Quant à Pierre Wertheimer, il ne reculait pas devant les défis, n’hésitant pas à envoyer Épinard aux États-Unis dans les années vingt. Il déclarait : « Les courses contiennent la notion de record. Essayer de faire accomplir à un cheval ce qui paraît impossible est dans l’esprit des courses. Si j’avais un cheval qui me paraisse capable de gagner à la fois sur les 1.400m du Prix de la Forêt et sur les 4.000m du Prix Gladiateur, il courrait le Prix de la Forêt et le Prix Gladiateur. Les puristes crieraient sans doute à l’hérésie, tant pis. C’est moi qui aurais raison. Car gagner à la fois le Prix de la Forêt et le Prix Gladiateur constituerait un record. »
Fidélité et respect
Toujours en 2008, dans nos colonnes, l’Aga Khan rappelait l’importance de la chaîne humaine dans la genèse du cheval de course :
« Il existe d’autres organisations qui présentent un profil proche du nôtre… Et l’on peut se demander quelle différence il existe entre elles et nous. Nous, nous avons un cercle, une très jolie chaîne, qui part du choix du croisement, passe par la naissance, implique l’élevage au haras, l’envoi à un entraîneur qui travaille presque exclusivement pour nous, puis la course avec le jockey qui est le plus souvent en contrat avec nous, et enfin l’envoi du meilleur de notre sélection vers le haras. Nous sommes les seuls à réunir tous ces éléments. Mais ce cercle est fragile. Si l’un des maillons cède, toute l’activité dérive. »

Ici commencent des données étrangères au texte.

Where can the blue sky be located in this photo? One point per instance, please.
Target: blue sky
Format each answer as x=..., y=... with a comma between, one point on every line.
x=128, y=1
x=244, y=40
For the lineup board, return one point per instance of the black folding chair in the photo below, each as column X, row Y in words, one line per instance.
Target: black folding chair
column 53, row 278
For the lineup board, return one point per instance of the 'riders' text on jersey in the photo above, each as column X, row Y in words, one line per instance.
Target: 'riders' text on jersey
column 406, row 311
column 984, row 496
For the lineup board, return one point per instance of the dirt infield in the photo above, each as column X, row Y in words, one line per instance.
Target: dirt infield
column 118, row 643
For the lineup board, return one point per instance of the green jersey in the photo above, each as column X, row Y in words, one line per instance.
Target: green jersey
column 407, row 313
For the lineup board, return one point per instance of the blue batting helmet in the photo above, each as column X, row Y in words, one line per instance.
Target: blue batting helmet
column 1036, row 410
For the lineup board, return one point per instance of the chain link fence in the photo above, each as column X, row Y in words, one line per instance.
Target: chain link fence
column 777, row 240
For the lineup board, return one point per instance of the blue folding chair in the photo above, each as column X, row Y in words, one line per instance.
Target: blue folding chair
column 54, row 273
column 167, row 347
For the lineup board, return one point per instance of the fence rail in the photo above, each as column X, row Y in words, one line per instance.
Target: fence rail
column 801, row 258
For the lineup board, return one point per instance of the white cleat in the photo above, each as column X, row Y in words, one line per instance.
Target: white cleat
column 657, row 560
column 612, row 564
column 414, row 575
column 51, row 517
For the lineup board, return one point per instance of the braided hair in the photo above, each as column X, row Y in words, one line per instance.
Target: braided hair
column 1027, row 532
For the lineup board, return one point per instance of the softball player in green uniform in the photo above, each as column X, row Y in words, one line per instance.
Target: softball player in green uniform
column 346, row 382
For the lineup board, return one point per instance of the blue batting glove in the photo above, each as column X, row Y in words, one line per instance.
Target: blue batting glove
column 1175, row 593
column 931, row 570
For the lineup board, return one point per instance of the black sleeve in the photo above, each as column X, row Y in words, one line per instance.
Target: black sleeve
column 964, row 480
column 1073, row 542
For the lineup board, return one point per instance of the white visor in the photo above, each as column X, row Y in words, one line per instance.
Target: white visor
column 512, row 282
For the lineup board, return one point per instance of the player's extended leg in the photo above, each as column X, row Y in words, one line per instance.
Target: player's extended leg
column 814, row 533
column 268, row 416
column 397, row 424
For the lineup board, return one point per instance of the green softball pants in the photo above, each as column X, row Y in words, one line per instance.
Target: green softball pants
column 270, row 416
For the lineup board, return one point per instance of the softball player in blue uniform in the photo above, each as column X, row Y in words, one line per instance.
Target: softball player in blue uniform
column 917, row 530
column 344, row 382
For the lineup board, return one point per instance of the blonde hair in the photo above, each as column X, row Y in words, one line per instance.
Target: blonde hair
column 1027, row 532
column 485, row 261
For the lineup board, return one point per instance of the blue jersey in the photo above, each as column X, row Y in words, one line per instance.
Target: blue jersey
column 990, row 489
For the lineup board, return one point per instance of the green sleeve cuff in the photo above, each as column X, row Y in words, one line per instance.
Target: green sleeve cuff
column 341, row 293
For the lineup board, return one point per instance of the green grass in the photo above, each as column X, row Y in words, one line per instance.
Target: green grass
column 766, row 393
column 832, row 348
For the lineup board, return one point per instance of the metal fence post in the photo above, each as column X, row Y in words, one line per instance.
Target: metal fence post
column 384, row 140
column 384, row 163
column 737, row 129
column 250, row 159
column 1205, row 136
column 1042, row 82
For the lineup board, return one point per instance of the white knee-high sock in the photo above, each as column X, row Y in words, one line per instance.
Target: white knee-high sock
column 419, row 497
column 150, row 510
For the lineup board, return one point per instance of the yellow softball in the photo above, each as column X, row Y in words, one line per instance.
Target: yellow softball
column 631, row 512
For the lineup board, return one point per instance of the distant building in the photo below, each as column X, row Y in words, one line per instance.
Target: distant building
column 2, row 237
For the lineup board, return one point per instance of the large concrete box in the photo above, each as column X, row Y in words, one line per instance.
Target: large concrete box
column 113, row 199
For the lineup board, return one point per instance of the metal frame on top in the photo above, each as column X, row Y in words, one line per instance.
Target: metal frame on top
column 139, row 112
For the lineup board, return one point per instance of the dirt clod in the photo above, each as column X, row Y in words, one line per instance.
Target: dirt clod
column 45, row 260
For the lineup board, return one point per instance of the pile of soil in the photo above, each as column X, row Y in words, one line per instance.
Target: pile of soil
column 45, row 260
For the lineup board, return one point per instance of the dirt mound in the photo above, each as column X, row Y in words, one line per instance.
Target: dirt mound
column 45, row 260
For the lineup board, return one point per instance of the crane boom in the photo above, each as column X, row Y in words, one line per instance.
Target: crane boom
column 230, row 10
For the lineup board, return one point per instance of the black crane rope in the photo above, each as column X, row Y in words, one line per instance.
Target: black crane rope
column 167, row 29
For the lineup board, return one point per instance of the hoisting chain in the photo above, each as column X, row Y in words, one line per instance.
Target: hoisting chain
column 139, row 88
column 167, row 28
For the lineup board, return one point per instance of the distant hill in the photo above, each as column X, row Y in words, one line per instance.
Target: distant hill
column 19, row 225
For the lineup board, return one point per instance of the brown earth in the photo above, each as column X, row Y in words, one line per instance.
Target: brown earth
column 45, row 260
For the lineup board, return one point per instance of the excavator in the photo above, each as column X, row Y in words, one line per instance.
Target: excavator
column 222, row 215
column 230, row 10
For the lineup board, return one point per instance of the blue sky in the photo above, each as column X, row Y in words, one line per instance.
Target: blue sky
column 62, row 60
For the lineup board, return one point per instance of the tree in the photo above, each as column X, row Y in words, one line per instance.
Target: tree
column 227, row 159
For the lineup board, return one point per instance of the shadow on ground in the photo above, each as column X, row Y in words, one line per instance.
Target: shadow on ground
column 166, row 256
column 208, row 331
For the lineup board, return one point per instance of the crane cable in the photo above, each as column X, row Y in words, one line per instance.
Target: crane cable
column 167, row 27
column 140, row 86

À l’instar du temps long indispensable à l’élevage, les relations professionnelles doivent s’envisager dans la durée, basées sur la confiance réciproque.
Le respect s’impose à tous les niveaux : envers les chevaux – en leur laissant le temps nécessaire pour s’épanouir, en leur accordant des phases de décompression – et entre les membres de l’équipe. La relation de confiance établie dans le temps est le meilleur terreau pour garantir un respect de part et d’autre, et notamment de l’entraîneur envers le propriétaire (ces deux casaques ont très peu changé d’entraîneurs au fil du temps).